Time to revisit data retention?

Written By

feyo sickinghe Module
Feyo Sickinghe

Of Counsel
Netherlands

I am a Principal Regulatory Counsel in our Regulatory & Public Affairs practice in the Netherlands and Brussels. I have a focus on tech and comms and digital markets regulation, drawing on in-depth business knowledge and extensive experience in TMT and public administration.

The European Commission received over 5,000 responses to its recent call for evidence for an impact assessment with regard to the role of data retention rules at EU level. Many of the responses to the consultation, which closed on 18 June, strongly opposed the Commission’s initiative to reboot data retention obligations. This illustrates that data retention is a hot topic that gets wide attention across the market, civil rights organisations and EU citizens.
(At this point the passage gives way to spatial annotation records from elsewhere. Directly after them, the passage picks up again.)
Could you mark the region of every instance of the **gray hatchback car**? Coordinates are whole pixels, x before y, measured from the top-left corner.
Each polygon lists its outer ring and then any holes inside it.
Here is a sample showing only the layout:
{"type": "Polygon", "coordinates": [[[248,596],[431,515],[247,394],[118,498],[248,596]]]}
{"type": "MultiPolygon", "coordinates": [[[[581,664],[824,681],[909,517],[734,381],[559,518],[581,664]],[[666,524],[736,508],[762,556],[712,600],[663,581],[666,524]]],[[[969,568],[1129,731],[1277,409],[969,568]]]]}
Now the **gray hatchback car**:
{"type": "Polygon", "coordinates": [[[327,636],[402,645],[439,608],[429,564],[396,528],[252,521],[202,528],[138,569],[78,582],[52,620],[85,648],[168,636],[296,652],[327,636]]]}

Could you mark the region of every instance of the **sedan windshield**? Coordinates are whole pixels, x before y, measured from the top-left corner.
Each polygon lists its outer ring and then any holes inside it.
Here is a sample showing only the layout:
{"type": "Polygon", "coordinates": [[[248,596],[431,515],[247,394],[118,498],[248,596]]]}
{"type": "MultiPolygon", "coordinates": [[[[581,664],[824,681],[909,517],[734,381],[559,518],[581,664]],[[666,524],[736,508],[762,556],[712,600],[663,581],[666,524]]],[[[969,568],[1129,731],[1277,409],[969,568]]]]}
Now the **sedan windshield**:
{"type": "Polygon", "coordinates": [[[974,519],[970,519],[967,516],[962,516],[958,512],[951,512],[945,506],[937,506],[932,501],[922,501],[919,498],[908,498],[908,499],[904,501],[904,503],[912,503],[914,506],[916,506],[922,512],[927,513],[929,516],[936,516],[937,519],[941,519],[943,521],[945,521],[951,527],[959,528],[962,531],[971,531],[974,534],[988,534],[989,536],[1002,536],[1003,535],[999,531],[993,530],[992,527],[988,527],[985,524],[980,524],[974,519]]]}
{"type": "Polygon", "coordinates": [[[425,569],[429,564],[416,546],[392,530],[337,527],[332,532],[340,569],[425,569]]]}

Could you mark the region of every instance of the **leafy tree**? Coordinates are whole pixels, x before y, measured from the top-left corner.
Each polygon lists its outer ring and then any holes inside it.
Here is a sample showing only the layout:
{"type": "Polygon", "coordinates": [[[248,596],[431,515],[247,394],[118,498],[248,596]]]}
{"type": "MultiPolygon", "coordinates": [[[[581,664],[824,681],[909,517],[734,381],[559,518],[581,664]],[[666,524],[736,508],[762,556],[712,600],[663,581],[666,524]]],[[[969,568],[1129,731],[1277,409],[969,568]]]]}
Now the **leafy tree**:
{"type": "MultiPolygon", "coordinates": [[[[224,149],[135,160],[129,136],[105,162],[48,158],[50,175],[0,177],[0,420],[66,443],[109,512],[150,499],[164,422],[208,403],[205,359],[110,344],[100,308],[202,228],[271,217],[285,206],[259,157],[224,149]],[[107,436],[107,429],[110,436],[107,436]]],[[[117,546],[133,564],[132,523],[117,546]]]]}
According to the Commission, certain metadata processed by service providers are needed to effectively fight crime. Since no EU-wide legal framework exists requiring providers to retain metadata for a reasonable and limited period of time for criminal proceedings, data may no longer exist by the time authorities request them. The lack of harmonised data retention rules for key categories of data was identified by the police, prosecution services and judicial authorities as a substantial challenge for national criminal proceedings in crimes happening both online and offline and hampers cross-border cooperation across the EU. In the Commission’s view, the current divergences between EU Member States’ laws governing the retention of data can hamper criminal proceedings and affect service providers operating across the EU.

To recall, in 2006, the European Union adopted the Data Retention Directive. It required EU Member States to retain telecommunications data for a minimum of six months and up to two years. This data included details such as IP addresses, time of use and other metadata related to phone calls, emails and text messages.

On April 8, 2014, the European Court of Justice (CJEU) declared the Directive invalid. The Court ruled that the Directive violated the EU Charter of Fundamental Rights, particularly the right to privacy, as it mandated blanket data collection without sufficient safeguards. The Commission is now seeking ways to re-introduce harmonised data retention obligations.

The overall objective of the Commission’s proposed initiative is to ensure the availability of certain categories of non-content data for the purpose of carrying out successful criminal investigations and prosecutions, while respecting and safeguarding EU standards for the protection of fundamental rights, preserving cybersecurity and the integrity of the EU Market.

To achieve this, the Commission will consider and assess different options. These include:

  • Soft law measures to enhance cooperation between public authorities and electronic communication service providers, both number dependent and number independent, such as common standards at EU level for data categorisation, forms for requesting and providing data, guidelines on minimum retention periods on subscribers’ and IP addresses/w timestamp, voluntary cooperation; and
  • Legislative measures setting mandatory requirements for all service providers covered by the European Electronic Communication Code (EECC) for the retention of and access to non-content data in compliance with existing case law of the Court of Justice of the European Union. Different legislative solutions might be designed depending on the non-content data to be retained in conjunction with the crime to be pursued.

In any case, the Commission will need to take due notice of the decision of the CJEU ruling of 8 April 2014 with regards to data retention vis-a-vis the EU Charter of Fundamental Rights, particularly the right to privacy. In this context, the Commission is advocating that “Retaining metadata with purpose and restraint can become a cornerstone of proactive cybersecurity. It can help protect not only institutions but also the everyday citizen.” Nevertheless, many EU-citizens have strongly voiced privacy concerns.

Next steps

The European Commission will decide on what it regards as the most appropriate option during the impact assessment, based on the evidence collected, the consultation of stakeholders and after comparing the different options. The impact assessment is announced for the first quarter of 2026.